The upland geese from the
Megellanic Straits that came to us in winter - that is to say, our
winter from May to August. And there were two swans, the black-necked,
which has black flesh and is unfit to eat, and the white or Coscoroba
Swan, as good a table bird as there is in the world. And oddly enough
this bird has been known to the natives as a "goose" since the
discovery of America, and now after three centuries our scientific
ornithologists have made the discovery that it is a link between the
geese and swans, but is more goose than swan. It is a beautiful white
bird, with bright red bill and legs, the wings tipped with black; and
has a loud musical cry of three notes, the last prolonged note with a
falling inflection.
These were the birds we sought after in winter; but we could shoot for
the table all the year round, for no sooner was it the duck's pairing
and breeding season than another bird-population from their breeding-
grounds in the arctic and sub-arctic regions came on the scene -
plover, sandpiper, godwit, curlew, whimbrel, - a host of northern
species that made the summerdried pampas their winter abode.

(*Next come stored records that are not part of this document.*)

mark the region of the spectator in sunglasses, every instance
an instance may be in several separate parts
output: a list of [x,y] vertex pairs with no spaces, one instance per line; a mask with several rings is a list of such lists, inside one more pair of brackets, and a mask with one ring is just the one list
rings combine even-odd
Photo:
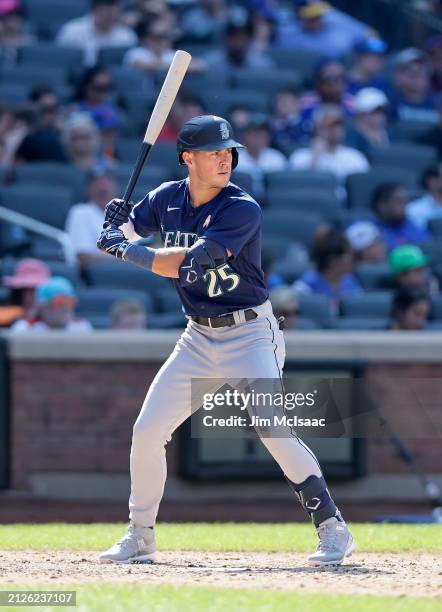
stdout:
[[313,117],[325,104],[338,106],[344,117],[353,115],[353,96],[347,93],[347,80],[342,62],[336,58],[320,59],[313,71],[314,89],[299,101],[304,140],[312,135]]
[[88,113],[95,121],[102,139],[103,155],[115,159],[115,141],[120,114],[112,102],[112,75],[106,68],[96,66],[87,70],[78,88],[73,110]]
[[35,110],[37,121],[34,129],[20,144],[16,154],[17,161],[65,162],[58,95],[51,87],[36,87],[31,91],[29,101]]
[[77,297],[72,284],[62,276],[53,276],[36,290],[37,315],[20,319],[11,327],[16,333],[45,331],[90,332],[91,324],[75,317]]

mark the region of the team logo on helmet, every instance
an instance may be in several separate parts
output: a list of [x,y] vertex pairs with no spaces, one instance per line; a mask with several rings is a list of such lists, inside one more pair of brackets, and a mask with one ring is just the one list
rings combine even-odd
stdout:
[[222,123],[219,124],[219,131],[221,132],[221,138],[222,140],[228,140],[230,133],[229,133],[229,127],[227,125],[227,123],[225,123],[224,121]]
[[203,223],[203,228],[207,228],[209,227],[209,223],[210,223],[210,215],[207,217],[207,219],[204,221]]

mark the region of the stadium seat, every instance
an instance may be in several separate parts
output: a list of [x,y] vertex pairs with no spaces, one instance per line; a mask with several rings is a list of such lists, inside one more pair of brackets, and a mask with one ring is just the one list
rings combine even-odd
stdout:
[[442,238],[442,218],[441,219],[432,219],[428,223],[428,229],[433,234],[435,238]]
[[140,302],[146,313],[153,311],[152,298],[145,291],[103,287],[80,287],[77,290],[77,312],[85,318],[91,314],[109,315],[115,302],[134,299]]
[[[155,84],[153,77],[128,66],[111,66],[112,80],[118,94],[123,98],[134,95],[147,97],[155,95]],[[129,98],[130,99],[130,98]],[[146,117],[147,124],[147,117]]]
[[[119,185],[120,191],[123,192],[126,188],[127,183],[129,182],[130,176],[132,174],[133,166],[131,164],[118,164],[115,168],[112,169]],[[143,192],[143,196],[152,189],[161,185],[165,181],[171,180],[171,175],[167,171],[167,168],[161,168],[160,166],[152,166],[150,163],[146,164],[141,172],[140,178],[138,180],[137,186],[139,187],[135,193],[138,191]],[[132,198],[136,201],[136,198]]]
[[136,134],[144,136],[147,120],[155,105],[155,93],[151,92],[140,95],[139,93],[128,91],[120,92],[120,97],[126,110],[127,120],[130,122],[133,130]]
[[253,180],[248,172],[238,172],[234,170],[231,181],[235,183],[235,185],[238,185],[238,187],[241,187],[241,189],[244,189],[244,191],[247,191],[247,193],[252,193]]
[[100,66],[122,66],[123,59],[131,47],[103,47],[98,52]]
[[59,229],[64,228],[66,215],[73,199],[70,189],[38,184],[4,187],[0,197],[1,203],[6,208]]
[[355,293],[341,299],[343,317],[363,317],[384,319],[390,316],[392,293],[389,291],[372,291]]
[[[117,141],[117,154],[122,162],[135,163],[141,142],[135,138],[120,138]],[[169,142],[156,142],[149,157],[148,166],[160,168],[168,176],[174,174],[178,166],[176,146]]]
[[341,203],[333,192],[322,189],[277,189],[267,191],[267,206],[271,210],[296,210],[317,213],[324,221],[333,222]]
[[430,266],[438,266],[442,264],[442,244],[439,240],[424,242],[419,246],[428,257]]
[[307,317],[297,317],[296,331],[310,331],[312,329],[321,329],[321,326],[318,325],[316,321],[313,321],[313,319],[308,319]]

My first attempt at duck-shooting was made at a pond not many minutes'
walk from the house, where I found a pair of shoveller ducks, feeding
in their usual way in the shallow water with head and neck immersed.
Anxious not to fail in this first trial, I got down flat on the ground
and crawled snake-fashion for a distance of fifty or sixty yards,
until I was less than twenty yards from the birds, when I fired and
killed one.
That first duck was a great joy, and having succeeded so well with my
careful tactics, I continued in the same way, confining my attention
to pairs or small parties of three or four birds, when by patiently
creeping a long distance through the grass I could get very close to
them. In this way I shot teal, widgeon, pintail, shovellers, and
finally the noble rosy-bill, which was esteemed for the table above
all the others.
My brother, ambitious of a big bag, invariably went a distance from
home in quest of the large flocks, and despised my way of duck-
shooting; but it sometimes vexed him to find on his return from a
day's expedition that I had succeeded in getting as many birds as
himself without having gone much more than a mile from home.
Some months after I had started shooting I began to have trouble with
my beloved gun, owing to a weakness it had developed in its lock - one
of the infirmities incidental to age which the gunsmiths of Buenos
Ayres were never able to cure effectually.